SOURCE: Threshold Pharmaceuticals

Threshold Pharmaceuticals

November 17, 2014 07:00 ET

Threshold Pharmaceuticals Announces Phase 1/2 Interim Data Signaling Activity of TH-302 Plus Bevacizumab (Avastin®) in Patients With Glioblastoma

64% of Patients Achieved Stable Disease or Tumor Shrinkage on Combination Therapy Following Progression on Single-Agent Bevacizumab; U.S. FDA Set to Fund Phase 2 Investigator-Sponsored Trial

SOUTH SAN FRANCISCO, CA--(Marketwired - Nov 17, 2014) -  Threshold Pharmaceuticals, Inc. (NASDAQ: THLD) today announced interim data from a U.S. investigator-sponsored Phase 1/2 clinical trial of the investigational anticancer drug TH-302 in combination with bevacizumab (Avastin®) for the treatment of glioblastoma (GBM), the most lethal form of brain cancer. All patients in the study had previously progressed on single-agent bevacizumab, the only U.S. Food and Drug Administration (FDA)-approved therapy for GBM patients with progressive disease following prior therapy. As reported by the investigator, in a total of 22 evaluable patients, best responses included one complete response and three partial responses for a response rate of 18%, and ten stable disease assessments for a clinical benefit rate of 64%; eight patients had progressive disease. Median progression-free survival was 2.8 months, and median overall survival was 4.6 months.

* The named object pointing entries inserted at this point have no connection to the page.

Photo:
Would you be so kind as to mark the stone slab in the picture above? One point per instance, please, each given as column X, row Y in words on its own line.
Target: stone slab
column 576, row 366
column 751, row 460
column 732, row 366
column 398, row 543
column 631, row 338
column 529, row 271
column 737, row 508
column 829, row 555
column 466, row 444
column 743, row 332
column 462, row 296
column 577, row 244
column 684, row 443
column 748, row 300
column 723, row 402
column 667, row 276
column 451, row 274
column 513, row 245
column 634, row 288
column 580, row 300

The data were presented on November 14, 2014, at the 19th Annual 2014 Scientific Meeting and Education Day of the Society for Neuro-Oncology (SNO) by Andrew J. Brenner, M.D., Ph.D., Clinical Investigator with the Institute for Drug Development at the Cancer Therapy & Research Center at The University of Texas Health Science Center at San Antonio, Texas, and Principal Investigator of the ongoing Phase 1/2 clinical trial.

"When bevacizumab fails in the second-line (recurrent disease) setting, patients often continue to receive bevacizumab and another cytotoxic agent. Historically, however, patients experience disease progression in about a month and survive approximately three months on average," said Dr. Brenner.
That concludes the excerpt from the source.